With inflation turning out to be less severe than expected, the Reserve Bank of Australia has offered a holiday-season gift to homeowners by keeping the cash rate steady at 4.35%.
This move was largely anticipated by economists, with 82% (31 out of 38) predicting a hold in December’s Finder survey. Many analysts pointed to the synchronization of wages with inflation, signaling a positive trajectory for the economy.
However, the lingering effects of 13 previous rate hikes are still affecting household budgets, creating a delayed impact. While there’s a respite this month, financial challenges persist for many Australians.
Reserve Bank Governor Michele Bullock (pictured above on the far left) noted that despite the economy experiencing a period of below-average growth, it demonstrated greater strength than initially projected in the first half of the year.
The impact of the Reserve Bank’s successive cash rate increases is evident in the significant transformation of mortgage products.

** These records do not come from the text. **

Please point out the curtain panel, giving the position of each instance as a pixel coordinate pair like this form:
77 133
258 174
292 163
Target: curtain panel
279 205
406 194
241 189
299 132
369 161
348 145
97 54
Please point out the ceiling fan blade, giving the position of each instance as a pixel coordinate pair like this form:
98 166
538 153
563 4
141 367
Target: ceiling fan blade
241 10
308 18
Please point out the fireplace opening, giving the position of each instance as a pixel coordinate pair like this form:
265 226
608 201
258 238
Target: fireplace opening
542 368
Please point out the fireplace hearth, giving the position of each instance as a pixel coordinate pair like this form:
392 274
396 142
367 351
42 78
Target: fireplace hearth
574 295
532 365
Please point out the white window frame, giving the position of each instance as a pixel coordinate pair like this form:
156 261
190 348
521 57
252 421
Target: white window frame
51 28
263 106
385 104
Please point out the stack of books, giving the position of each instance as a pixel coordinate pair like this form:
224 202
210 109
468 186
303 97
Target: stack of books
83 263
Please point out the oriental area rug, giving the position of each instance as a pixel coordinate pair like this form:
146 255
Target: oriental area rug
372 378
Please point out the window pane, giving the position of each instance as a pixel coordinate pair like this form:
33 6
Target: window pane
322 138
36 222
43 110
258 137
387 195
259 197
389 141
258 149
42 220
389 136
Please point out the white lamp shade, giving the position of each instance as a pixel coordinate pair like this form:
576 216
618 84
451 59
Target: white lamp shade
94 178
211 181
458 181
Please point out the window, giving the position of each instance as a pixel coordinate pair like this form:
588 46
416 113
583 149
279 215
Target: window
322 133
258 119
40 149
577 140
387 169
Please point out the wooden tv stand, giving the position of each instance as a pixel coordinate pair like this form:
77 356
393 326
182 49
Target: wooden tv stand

Prior to the cash rate hike in May 2022, Canstar listed 5,199 owner-occupied and investment rates below 5.50%. However, currently, there is only one such product available—a three-year fixed rate at 5.48% offered by Australian Mutual Bank.
The lowest variable rate on Canstar as of May 1, 2022 (pre-dating the initial cash rate increase) stood at 1.58%. In contrast, on December 4, 2023, the lowest variable rate has surged to 5.69%, marking a substantial difference of 4.11 percentage points.
This shift coincided with the peak of refinancing activity in July, gradually subsiding in the subsequent months. Nevertheless, there remains a considerable number of individuals yet to refinance from these historically low rates.
Despite the changing landscape, opportunities for savings persist, presenting brokers with the chance to deliver significant value.